Tissue Mechanics Laboratory, The Wallace H. Coulter Department of Biomedical Engineering, Georgia Institute of Technology and Emory University, Atlanta, GA, United States.
Pediatric Cardiology, Connecticut Children's Medical Center, Hartford, CT, United States.
J Mech Behav Biomed Mater. 2019 Jan;89:9-12. doi: 10.1016/j.jmbbm.2018.08.053. Epub 2018 Aug 31.

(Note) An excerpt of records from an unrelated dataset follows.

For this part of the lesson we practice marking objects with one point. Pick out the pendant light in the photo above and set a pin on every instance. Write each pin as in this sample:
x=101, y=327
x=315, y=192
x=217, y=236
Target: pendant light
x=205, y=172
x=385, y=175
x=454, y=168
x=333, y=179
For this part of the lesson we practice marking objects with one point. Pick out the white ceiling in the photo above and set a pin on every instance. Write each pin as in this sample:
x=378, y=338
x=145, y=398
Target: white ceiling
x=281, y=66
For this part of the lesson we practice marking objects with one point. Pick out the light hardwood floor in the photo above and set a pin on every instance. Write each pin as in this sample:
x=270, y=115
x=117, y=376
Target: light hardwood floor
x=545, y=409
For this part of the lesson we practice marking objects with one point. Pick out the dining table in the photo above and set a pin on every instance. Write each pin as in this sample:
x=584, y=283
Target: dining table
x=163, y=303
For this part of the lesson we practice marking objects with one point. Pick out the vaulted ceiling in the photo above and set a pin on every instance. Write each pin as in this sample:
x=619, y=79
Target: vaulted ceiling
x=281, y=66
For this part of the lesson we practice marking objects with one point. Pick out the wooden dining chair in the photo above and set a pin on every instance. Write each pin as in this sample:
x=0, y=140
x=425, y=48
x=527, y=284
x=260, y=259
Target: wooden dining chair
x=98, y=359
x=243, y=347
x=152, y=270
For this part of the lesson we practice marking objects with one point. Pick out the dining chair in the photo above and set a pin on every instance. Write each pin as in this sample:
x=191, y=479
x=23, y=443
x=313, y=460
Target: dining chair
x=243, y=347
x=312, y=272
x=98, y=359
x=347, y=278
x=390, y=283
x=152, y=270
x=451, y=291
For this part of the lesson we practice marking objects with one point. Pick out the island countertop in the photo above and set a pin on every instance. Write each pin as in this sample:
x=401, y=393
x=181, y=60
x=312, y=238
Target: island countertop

Congenital Heart Disease (CHD) is the leading cause of pediatric mortality, with many cases affecting the right ventricular outflow tract (RVOT) or pulmonary valve (PV). Understanding the mechanics of the disease condition can provide insight into development of durable repair techniques and bioengineered replacement devices. This work presents a mechanical and structural analysis of the pulmonary valve of two pediatric cases.
Two PV tissues were excised as part of the operative procedure. One PV was obtained from a 9-month-old with Noonan syndrome (Patient 1) and the other from a 6-month-old with tricuspid atresia (Patient 2). The leaflets were subjected to planar biaxial tensile testing and second harmonic generation (SHG) imaging for mechanical and structural evaluation.
Patient 1 exhibited a more anisotropic mechanical response than Patient 2, with sample stiffness on par with that of adult PV tissue. Additionally, both samples showed radial and circumferential alignment of collagen fibers on the ventricularis and fibrosa sides of the leaflets, respectively. Collagen fibers on the fibrosa side were also more crimped than on the ventricularis side.
先天性心脏病(CHD)是导致儿科死亡的主要原因,许多病例影响右心室流出道(RVOT)或肺动脉瓣(PV)。了解疾病的力学特性可以深入了解耐用修复技术和生物工程替代设备的发展。本工作对两名儿科患者的肺动脉瓣进行了力学和结构分析。
作为手术程序的一部分,切除了两个 PV 组织。一个 PV 来自患有努南综合征(患者 1)的 9 个月大的婴儿,另一个来自患有三尖瓣闭锁(患者 2)的 6 个月大的婴儿。对瓣膜进行平面双轴拉伸测试和二次谐波产生(SHG)成像,以进行力学和结构评估。
患者 1 的力学响应比患者 2 表现出更强的各向异性,样本的刚度与成人 PV 组织相当。此外,两个样本在瓣膜的心室侧和纤维侧都显示出胶原纤维的径向和周向排列。纤维侧的胶原纤维也比心室侧更卷曲。